Luo Junyu, Qiao Zhi, Glass Lucas, Xiao Cao, Ma Fenglong
The Pennsylvania State University, University Park, USA.
United Imaging Healthcare, Beijing, China.
Proc ACM Int Conf Inf Knowl Manag. 2023 Oct;2023:5356-5360. doi: 10.1145/3583780.3615113. Epub 2023 Oct 21.
Clinical trials aim to study new tests and evaluate their effects on human health outcomes, which has a huge market size. However, carrying out clinical trials is expensive and time-consuming and often ends in no results. It will revolutionize clinical practice if we can develop an effective model to automatically estimate the status of a clinical trial and find out possible failure reasons. However, it is challenging to develop such a model because of the lack of a benchmark dataset. To address these challenges, in this paper, we first build a new dataset by extracting the publicly available clinical trial reports from ClinicalTrials.gov. The associated status of each report is treated as the status label. To analyze the failure reasons, domain experts help us manually annotate each failed report based on the description associated with it.
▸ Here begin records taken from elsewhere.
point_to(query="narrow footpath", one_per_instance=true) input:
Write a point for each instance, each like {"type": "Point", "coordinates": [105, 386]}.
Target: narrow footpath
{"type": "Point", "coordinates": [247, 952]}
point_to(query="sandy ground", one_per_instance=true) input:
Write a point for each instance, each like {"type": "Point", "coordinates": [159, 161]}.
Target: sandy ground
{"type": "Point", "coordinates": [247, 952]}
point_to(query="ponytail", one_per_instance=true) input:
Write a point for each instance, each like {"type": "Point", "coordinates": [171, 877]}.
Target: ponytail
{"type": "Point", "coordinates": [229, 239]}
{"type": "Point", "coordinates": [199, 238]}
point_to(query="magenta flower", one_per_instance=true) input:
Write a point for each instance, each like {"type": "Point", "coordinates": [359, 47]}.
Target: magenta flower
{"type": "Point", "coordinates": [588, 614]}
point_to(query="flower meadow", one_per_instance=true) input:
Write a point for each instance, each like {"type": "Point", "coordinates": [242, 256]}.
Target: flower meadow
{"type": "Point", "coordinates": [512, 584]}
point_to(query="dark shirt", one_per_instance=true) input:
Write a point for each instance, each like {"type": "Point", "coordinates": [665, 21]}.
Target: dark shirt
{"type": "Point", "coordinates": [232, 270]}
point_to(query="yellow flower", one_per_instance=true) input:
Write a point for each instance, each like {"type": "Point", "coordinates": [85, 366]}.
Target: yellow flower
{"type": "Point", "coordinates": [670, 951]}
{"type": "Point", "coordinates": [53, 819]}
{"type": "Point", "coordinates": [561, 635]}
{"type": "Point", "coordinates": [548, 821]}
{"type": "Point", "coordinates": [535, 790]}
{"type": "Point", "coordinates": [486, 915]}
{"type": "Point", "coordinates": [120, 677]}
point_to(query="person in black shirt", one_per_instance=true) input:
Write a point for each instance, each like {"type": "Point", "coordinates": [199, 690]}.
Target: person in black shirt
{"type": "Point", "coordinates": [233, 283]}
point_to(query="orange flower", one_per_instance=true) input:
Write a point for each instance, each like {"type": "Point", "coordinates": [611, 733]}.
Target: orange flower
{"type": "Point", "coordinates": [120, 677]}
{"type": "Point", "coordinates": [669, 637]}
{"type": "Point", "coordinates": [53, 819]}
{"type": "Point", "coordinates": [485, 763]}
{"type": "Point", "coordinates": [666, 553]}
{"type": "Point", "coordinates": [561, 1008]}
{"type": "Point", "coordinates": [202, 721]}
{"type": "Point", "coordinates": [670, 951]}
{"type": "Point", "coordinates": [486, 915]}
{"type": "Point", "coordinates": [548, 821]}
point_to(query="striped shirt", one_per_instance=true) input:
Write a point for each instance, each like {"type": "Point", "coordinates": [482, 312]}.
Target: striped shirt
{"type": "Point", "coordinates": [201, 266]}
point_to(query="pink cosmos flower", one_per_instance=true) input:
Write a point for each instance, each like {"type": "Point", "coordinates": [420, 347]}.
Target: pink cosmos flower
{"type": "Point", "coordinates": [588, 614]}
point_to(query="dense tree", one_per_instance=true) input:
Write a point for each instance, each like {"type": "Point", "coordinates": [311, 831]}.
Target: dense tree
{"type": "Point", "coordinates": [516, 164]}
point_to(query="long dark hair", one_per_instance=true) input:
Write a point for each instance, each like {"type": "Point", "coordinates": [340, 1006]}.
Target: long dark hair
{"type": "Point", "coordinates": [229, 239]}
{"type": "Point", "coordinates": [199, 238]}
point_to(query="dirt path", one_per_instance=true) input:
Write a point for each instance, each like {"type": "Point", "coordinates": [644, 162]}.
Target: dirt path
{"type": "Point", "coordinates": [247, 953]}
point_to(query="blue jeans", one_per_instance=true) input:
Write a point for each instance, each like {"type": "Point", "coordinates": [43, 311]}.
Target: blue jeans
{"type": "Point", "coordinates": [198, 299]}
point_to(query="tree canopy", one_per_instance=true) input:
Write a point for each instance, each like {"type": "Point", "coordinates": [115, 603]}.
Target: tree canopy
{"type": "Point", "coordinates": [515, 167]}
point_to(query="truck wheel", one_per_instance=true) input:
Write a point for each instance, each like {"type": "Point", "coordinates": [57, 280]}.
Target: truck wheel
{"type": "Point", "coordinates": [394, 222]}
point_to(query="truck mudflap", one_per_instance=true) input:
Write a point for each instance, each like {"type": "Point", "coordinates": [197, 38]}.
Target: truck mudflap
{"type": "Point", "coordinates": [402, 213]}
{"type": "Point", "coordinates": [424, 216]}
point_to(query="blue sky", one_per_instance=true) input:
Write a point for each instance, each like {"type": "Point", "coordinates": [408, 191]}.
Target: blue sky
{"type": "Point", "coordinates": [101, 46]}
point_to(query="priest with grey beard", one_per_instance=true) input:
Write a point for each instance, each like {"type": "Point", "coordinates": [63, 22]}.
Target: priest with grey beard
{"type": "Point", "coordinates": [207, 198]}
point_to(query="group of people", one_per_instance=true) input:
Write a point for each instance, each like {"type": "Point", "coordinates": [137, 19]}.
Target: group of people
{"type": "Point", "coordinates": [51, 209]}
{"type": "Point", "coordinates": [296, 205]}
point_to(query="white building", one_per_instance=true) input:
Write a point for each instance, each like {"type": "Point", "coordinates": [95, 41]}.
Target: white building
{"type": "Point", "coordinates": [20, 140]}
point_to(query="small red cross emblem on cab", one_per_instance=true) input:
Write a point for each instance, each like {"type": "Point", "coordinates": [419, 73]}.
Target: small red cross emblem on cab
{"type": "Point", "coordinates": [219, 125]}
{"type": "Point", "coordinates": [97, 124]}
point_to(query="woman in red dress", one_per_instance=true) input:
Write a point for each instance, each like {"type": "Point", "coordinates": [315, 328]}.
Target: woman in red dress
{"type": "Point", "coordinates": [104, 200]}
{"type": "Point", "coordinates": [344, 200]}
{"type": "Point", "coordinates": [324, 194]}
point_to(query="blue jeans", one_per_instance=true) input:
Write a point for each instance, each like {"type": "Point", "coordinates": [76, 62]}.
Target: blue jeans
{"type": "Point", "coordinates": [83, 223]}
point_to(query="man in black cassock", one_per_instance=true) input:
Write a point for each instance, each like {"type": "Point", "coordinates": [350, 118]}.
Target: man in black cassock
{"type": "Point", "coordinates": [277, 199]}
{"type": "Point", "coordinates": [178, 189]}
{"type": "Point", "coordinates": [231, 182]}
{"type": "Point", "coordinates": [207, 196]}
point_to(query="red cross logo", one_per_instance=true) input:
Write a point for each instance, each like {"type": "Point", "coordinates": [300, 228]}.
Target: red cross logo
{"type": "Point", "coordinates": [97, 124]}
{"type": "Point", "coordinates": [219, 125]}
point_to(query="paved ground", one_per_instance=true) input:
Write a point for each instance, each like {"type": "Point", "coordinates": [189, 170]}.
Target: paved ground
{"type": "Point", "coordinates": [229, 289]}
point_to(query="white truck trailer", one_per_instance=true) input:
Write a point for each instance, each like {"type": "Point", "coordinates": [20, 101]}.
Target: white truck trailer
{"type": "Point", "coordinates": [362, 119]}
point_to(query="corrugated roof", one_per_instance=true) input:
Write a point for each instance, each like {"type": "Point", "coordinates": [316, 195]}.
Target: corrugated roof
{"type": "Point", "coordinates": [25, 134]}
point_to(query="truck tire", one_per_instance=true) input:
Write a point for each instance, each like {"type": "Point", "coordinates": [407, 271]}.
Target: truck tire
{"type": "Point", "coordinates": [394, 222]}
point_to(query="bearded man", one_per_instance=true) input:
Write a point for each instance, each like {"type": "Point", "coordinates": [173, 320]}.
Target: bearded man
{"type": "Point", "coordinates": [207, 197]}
More importantly, we examine several state-of-the-art text classification baselines on this task and find out that the unique format of the clinical trial protocols plays an essential role in affecting prediction accuracy, demonstrating the need for specially designed clinical trial classification models.
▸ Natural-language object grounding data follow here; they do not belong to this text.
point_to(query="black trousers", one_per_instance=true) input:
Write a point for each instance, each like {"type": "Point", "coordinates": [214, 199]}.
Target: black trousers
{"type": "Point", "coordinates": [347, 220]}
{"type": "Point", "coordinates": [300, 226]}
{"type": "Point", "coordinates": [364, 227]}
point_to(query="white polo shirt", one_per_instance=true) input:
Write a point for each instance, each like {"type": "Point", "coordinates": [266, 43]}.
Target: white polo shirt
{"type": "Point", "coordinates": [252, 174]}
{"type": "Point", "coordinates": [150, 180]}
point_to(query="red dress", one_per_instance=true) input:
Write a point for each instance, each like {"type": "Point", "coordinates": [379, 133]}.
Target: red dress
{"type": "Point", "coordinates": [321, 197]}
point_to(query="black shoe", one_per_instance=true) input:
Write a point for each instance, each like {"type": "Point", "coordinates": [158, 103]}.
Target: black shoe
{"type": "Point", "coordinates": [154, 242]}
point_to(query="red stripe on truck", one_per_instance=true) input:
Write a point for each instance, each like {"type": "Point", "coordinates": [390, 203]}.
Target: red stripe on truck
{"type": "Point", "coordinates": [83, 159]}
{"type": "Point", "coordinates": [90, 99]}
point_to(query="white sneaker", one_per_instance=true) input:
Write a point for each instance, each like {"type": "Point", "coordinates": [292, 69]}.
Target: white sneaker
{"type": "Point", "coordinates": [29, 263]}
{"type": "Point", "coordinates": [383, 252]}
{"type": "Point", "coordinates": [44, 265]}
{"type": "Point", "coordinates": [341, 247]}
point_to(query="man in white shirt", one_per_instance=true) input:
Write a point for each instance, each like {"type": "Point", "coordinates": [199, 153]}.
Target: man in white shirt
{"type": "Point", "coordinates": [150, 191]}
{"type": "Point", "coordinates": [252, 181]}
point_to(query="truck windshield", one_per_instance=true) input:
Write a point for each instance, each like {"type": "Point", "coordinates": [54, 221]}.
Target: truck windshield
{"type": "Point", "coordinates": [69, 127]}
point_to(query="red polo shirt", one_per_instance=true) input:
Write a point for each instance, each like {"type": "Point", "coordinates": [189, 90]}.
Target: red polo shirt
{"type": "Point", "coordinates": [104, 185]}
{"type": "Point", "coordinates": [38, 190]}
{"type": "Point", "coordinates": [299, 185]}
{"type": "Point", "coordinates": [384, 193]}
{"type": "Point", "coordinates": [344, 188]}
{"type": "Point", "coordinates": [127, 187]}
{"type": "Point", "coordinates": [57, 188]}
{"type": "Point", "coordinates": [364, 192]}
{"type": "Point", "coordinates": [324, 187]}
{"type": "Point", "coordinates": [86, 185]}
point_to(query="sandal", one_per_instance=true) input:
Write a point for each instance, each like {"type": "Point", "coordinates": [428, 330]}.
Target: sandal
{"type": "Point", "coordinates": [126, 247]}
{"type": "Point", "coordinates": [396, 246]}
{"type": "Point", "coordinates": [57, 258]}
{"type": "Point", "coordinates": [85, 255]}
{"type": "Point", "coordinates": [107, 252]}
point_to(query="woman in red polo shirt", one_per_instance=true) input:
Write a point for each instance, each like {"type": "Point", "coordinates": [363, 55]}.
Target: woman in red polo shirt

临床试验旨在研究新的测试方法并评估其对人类健康结果的影响,这一领域有着巨大的市场规模。然而,开展临床试验成本高昂且耗时,而且往往毫无结果。如果我们能够开发出一种有效的模型来自动评估临床试验的状态并找出可能的失败原因,将会给临床实践带来变革。然而,由于缺乏基准数据集,开发这样一个模型具有挑战性。为了应对这些挑战,在本文中,我们首先通过从ClinicalTrials.gov中提取公开可用的临床试验报告来构建一个新的数据集。每份报告的相关状态被视为状态标签。为了分析失败原因,领域专家根据与之相关的描述帮助我们手动注释每份失败的报告。更重要的是,我们在此任务上检验了几种最先进的文本分类基线方法,发现临床试验方案的独特格式在影响预测准确性方面起着至关重要的作用,这表明需要专门设计的临床试验分类模型。